Fascinated partly because he'd injured his own arm as a grade-school baseball player, O'Leary read everything he could find online from various pitching gurus including longtime pitching coach Tom House and former Cy Young-winner and Ph.D. Mike Marshall, who claims his innovative methods can end pitching injuries, but who's a pariah in baseball circles, largely because of his habit of calling the people in baseball circles idiots.

Then, with access to the Washington University systems because of some work he was doing, O'Leary "went even more crazy. I pulled down hundreds, 200 or 300 journal articles, everything that talked about pitching mechanics and elbow injuries and shoulder injuries and blah, blah, blah."

O'Leary was comfortable with the medical terminology having worked summers for his lawyer father doing research on asbestos lawsuits when he was a teenager. He says he used what he learned and began studying pitchers on his own, comparing and contrasting opposite groups -- the Greg Maddux-Nolan Ryan types, who had long, injury-free careers, vs. "the train wrecks, Mark Prior, Kerry Wood, guys who had short, injury-plagued careers."

He began blogging about his findings two years ago, and shortly thereafter a big-league scout stumbled on his Web site and asked O'Leary to look at some video of pitchers he was scouting. "He wanted me to help him find the Greg Madduxes and stay away from the Mark Priors." O'Leary's also done some consulting for a major-league organization and some private swing analysis for a few minor-league hitters.

He says high-speed video, also known as super-slo-mo, which is becoming more common on televised games, will lead to the next breakthroughs in mechanical analysis, and he's recently invested in a semi-high-speed video camera for his own use, though he says his baseball work remains a hobby.

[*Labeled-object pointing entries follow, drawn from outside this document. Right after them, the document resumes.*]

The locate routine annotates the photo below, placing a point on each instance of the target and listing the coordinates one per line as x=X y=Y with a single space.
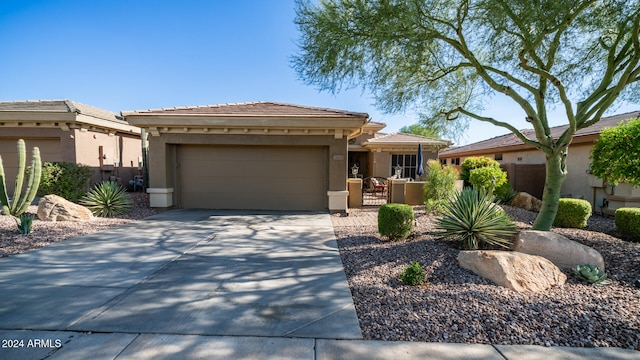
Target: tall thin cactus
x=19 y=204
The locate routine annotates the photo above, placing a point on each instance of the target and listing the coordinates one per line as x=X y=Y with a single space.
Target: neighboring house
x=67 y=131
x=257 y=155
x=377 y=154
x=525 y=165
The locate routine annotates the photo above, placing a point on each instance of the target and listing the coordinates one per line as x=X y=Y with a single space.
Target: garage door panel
x=252 y=177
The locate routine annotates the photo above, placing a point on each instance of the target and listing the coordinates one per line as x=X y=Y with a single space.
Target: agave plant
x=591 y=274
x=107 y=199
x=473 y=218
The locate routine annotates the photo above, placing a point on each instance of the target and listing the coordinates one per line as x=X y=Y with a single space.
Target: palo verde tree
x=449 y=57
x=616 y=155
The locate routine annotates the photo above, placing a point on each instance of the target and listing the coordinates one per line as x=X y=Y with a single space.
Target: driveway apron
x=187 y=272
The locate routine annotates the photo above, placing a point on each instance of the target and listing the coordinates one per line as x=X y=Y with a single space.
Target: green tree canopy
x=417 y=129
x=448 y=58
x=616 y=155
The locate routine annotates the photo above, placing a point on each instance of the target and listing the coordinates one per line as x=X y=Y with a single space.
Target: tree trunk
x=555 y=175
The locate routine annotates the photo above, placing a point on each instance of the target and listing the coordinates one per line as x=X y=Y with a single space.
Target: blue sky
x=140 y=54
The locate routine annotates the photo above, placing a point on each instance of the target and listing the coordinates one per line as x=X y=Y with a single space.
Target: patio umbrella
x=420 y=169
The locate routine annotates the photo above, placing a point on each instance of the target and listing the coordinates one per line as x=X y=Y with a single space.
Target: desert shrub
x=66 y=179
x=107 y=199
x=473 y=219
x=475 y=162
x=628 y=222
x=505 y=193
x=572 y=213
x=413 y=275
x=591 y=274
x=26 y=221
x=487 y=178
x=395 y=221
x=439 y=186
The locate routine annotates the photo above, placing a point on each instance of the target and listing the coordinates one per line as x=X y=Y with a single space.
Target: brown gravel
x=455 y=305
x=45 y=232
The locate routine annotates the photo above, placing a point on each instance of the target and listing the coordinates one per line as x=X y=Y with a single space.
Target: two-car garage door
x=252 y=177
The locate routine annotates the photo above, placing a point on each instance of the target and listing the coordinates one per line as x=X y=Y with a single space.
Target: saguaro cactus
x=19 y=204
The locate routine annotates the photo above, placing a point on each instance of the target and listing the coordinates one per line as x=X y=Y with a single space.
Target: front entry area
x=252 y=177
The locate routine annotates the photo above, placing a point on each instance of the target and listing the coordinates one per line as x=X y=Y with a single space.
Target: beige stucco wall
x=126 y=148
x=163 y=160
x=380 y=162
x=83 y=148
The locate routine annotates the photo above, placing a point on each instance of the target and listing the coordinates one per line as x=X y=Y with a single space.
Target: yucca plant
x=107 y=199
x=473 y=218
x=24 y=226
x=591 y=274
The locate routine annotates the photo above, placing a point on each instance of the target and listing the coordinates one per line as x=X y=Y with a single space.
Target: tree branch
x=453 y=114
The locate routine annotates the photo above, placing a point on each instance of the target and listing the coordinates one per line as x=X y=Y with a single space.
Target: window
x=408 y=164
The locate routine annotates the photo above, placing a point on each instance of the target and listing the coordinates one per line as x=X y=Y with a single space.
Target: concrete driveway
x=182 y=272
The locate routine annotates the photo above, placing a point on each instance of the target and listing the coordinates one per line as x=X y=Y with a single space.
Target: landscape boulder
x=527 y=201
x=56 y=208
x=514 y=270
x=564 y=253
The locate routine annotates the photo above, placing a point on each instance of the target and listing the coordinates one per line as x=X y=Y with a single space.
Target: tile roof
x=260 y=108
x=64 y=106
x=509 y=140
x=408 y=139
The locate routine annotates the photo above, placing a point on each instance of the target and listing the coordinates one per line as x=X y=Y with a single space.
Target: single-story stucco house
x=525 y=164
x=378 y=154
x=265 y=155
x=68 y=131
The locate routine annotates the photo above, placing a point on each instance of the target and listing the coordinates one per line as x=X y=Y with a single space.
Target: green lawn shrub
x=65 y=179
x=572 y=213
x=475 y=162
x=413 y=275
x=628 y=222
x=505 y=193
x=395 y=221
x=440 y=185
x=487 y=178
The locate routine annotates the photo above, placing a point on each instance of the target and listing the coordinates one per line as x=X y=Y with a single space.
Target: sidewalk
x=167 y=346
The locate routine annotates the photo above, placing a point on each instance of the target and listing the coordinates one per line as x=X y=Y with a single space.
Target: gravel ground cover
x=46 y=232
x=455 y=305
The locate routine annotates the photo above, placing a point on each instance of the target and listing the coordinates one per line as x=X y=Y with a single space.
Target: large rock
x=56 y=208
x=527 y=201
x=558 y=249
x=514 y=270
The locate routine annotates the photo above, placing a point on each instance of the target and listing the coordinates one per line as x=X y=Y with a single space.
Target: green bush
x=439 y=186
x=413 y=275
x=26 y=221
x=591 y=274
x=487 y=178
x=65 y=179
x=572 y=213
x=472 y=218
x=628 y=222
x=505 y=193
x=107 y=199
x=395 y=221
x=475 y=162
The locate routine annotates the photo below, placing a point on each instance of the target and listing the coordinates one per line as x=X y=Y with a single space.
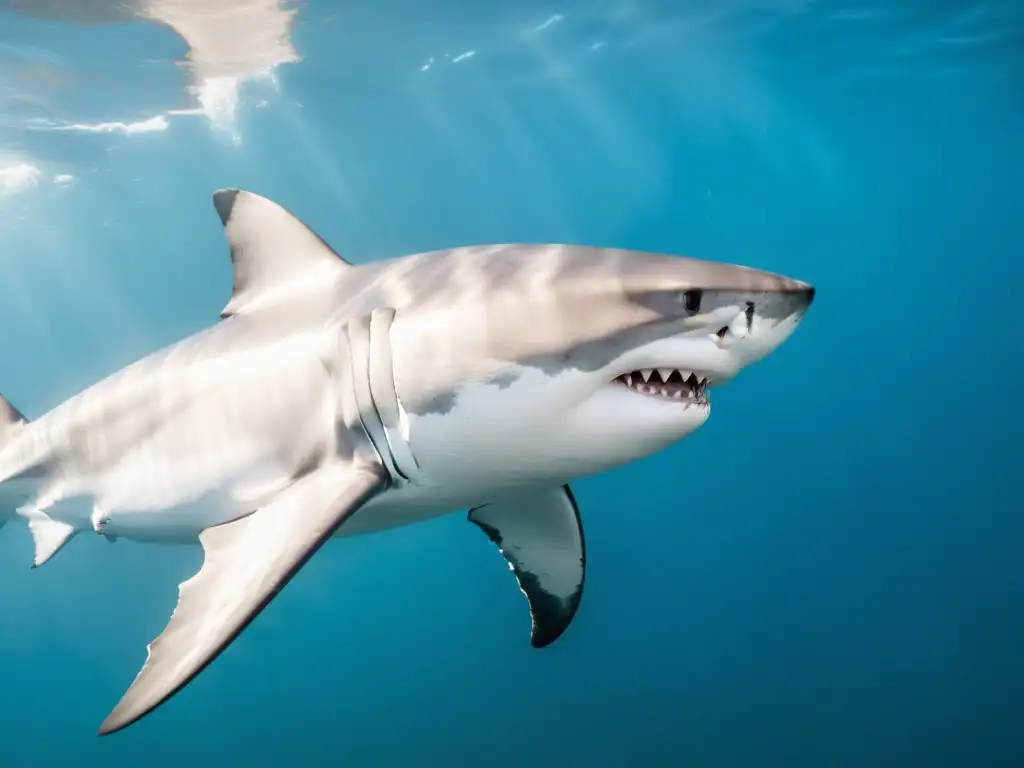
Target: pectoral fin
x=246 y=563
x=541 y=537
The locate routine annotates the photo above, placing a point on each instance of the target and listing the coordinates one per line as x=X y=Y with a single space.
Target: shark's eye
x=691 y=300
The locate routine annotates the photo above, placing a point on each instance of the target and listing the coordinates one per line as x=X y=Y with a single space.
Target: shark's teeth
x=669 y=383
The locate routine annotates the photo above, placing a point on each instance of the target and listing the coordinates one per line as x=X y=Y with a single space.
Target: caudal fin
x=10 y=421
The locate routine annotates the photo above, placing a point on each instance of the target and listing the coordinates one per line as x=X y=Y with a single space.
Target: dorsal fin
x=273 y=254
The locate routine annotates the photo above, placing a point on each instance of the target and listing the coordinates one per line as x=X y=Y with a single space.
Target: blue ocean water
x=827 y=573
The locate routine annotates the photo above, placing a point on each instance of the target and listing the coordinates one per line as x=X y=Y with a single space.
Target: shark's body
x=335 y=400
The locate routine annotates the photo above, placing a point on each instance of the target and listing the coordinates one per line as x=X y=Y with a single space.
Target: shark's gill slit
x=668 y=383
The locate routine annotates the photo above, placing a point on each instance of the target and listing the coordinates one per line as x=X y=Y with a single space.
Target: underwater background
x=828 y=573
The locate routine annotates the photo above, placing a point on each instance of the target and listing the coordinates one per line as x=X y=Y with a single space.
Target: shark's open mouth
x=668 y=383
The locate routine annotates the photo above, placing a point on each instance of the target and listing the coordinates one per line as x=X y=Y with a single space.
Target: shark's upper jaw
x=684 y=387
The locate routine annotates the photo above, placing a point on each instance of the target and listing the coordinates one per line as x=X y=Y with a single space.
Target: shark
x=334 y=399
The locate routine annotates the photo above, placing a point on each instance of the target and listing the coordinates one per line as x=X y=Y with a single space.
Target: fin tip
x=223 y=202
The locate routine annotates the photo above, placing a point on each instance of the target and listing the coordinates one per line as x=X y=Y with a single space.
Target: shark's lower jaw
x=668 y=384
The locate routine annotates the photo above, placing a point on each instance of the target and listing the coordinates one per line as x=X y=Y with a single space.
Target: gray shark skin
x=333 y=399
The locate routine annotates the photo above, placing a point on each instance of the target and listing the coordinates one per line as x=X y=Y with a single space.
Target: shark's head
x=554 y=361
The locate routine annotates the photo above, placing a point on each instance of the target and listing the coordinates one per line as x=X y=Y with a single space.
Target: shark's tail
x=10 y=421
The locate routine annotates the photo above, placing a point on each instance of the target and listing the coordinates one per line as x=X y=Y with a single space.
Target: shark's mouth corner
x=667 y=383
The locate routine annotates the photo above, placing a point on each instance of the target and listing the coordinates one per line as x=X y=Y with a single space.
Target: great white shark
x=332 y=399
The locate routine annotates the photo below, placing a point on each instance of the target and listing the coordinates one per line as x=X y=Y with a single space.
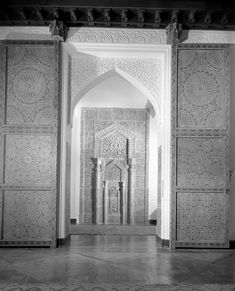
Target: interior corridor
x=108 y=261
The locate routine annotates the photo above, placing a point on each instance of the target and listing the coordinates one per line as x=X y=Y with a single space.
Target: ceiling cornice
x=194 y=14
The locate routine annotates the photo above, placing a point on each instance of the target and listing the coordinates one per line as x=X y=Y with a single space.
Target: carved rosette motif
x=29 y=215
x=30 y=85
x=29 y=119
x=28 y=160
x=201 y=84
x=201 y=217
x=200 y=162
x=200 y=146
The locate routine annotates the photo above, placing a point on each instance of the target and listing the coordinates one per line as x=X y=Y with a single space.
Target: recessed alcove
x=118 y=110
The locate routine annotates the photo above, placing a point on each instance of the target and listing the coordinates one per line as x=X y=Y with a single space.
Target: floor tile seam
x=112 y=264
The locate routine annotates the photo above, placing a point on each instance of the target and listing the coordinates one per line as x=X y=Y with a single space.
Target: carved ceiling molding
x=115 y=35
x=126 y=14
x=144 y=36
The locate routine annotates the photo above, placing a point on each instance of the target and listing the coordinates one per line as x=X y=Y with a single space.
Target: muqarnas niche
x=113 y=180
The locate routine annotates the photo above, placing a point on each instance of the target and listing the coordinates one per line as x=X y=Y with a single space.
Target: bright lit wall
x=114 y=92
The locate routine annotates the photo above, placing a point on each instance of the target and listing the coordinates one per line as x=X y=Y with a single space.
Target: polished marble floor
x=116 y=259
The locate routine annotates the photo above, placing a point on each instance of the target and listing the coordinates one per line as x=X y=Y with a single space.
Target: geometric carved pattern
x=110 y=134
x=29 y=215
x=201 y=217
x=200 y=88
x=200 y=162
x=114 y=146
x=200 y=145
x=88 y=68
x=29 y=103
x=30 y=85
x=114 y=200
x=113 y=173
x=115 y=140
x=28 y=160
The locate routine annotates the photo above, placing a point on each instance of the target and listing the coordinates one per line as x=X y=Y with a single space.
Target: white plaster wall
x=113 y=92
x=232 y=141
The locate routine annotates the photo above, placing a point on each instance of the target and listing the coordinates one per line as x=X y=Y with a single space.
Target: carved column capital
x=57 y=30
x=174 y=32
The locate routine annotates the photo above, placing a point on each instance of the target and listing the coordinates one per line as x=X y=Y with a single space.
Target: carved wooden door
x=200 y=146
x=28 y=142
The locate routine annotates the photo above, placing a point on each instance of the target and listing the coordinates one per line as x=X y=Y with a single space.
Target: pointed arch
x=135 y=83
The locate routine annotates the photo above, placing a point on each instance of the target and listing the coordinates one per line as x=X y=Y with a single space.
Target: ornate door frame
x=200 y=201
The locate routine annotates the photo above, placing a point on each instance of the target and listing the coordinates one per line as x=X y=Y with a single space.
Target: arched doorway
x=114 y=140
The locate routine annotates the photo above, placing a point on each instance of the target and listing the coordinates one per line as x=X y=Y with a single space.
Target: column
x=98 y=193
x=131 y=197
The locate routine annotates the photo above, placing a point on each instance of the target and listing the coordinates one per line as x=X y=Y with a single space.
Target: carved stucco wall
x=95 y=120
x=200 y=140
x=159 y=192
x=28 y=135
x=88 y=68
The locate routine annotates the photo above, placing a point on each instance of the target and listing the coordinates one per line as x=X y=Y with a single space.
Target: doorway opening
x=114 y=158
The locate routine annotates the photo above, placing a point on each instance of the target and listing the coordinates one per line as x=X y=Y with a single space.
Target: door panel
x=200 y=145
x=29 y=83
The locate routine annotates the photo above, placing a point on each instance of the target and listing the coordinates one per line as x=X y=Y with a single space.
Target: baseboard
x=63 y=241
x=232 y=244
x=73 y=220
x=153 y=221
x=165 y=243
x=25 y=244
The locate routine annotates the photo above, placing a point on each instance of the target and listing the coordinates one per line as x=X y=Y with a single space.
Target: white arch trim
x=138 y=85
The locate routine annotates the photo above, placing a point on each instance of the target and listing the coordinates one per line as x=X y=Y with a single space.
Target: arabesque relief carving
x=114 y=188
x=201 y=87
x=200 y=146
x=30 y=85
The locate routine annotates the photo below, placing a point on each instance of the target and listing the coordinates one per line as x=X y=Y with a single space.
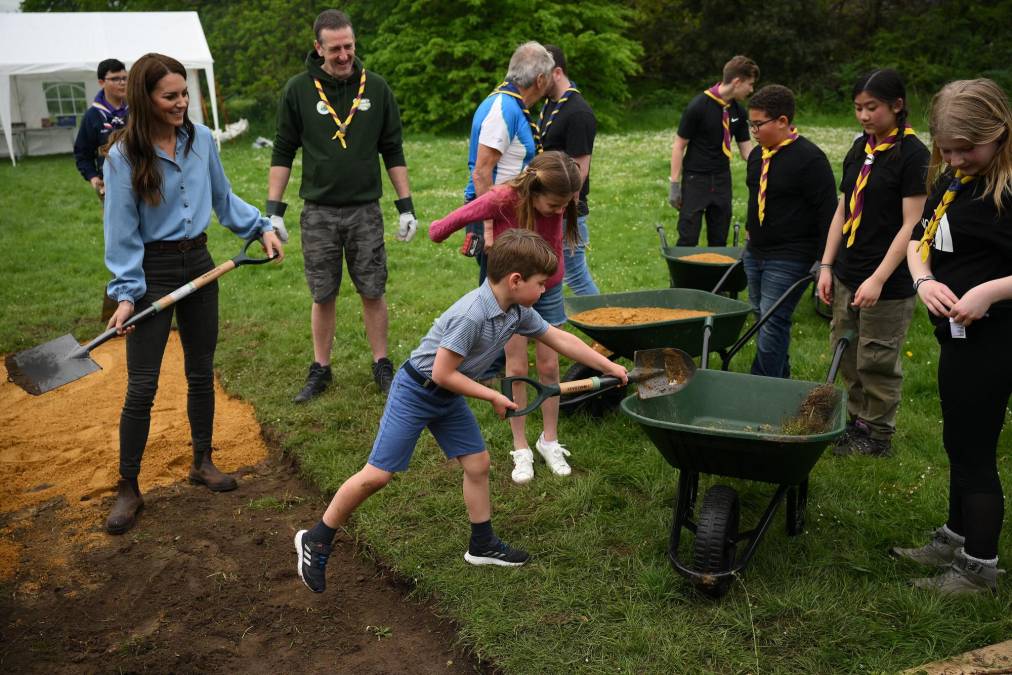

As it is for most of us newly minted experts on arm slot, tempo, hand separation and plant-foot step-over. After all, we don't really know much about this stuff -- which gives us something in common with the people inside baseball.

"It's almost like some of the sabermetric principles, where it's real foggy, like the clutch hitting or things like that," McDaniel says. "Everyone's got a theory, there's a lot of information on either side, but it's almost impossible to really know. It's like Tim Lincecum. If you look at all the information out there, almost everyone agrees he should be on a stretcher in four pieces. But he's not.

"So obviously there's exceptions. Then you have to say, 'What are the exceptions? How can you identify them? Where does it end?' There's so many different variables involved, and then there's things you can't quantify within someone's body. That's why I'm real skeptical making conclusions."

Skepticism is well and good, but I've got future fantasy pennants to win, so Aaron Crow and his possibly problematic scap-loading won't be toiling for my team. I went with Yonder Alonso, a power-hitting first baseman who was the seventh overall pick. Have you seen the way he lets the ball travel deep in the zone and then rotates his hips?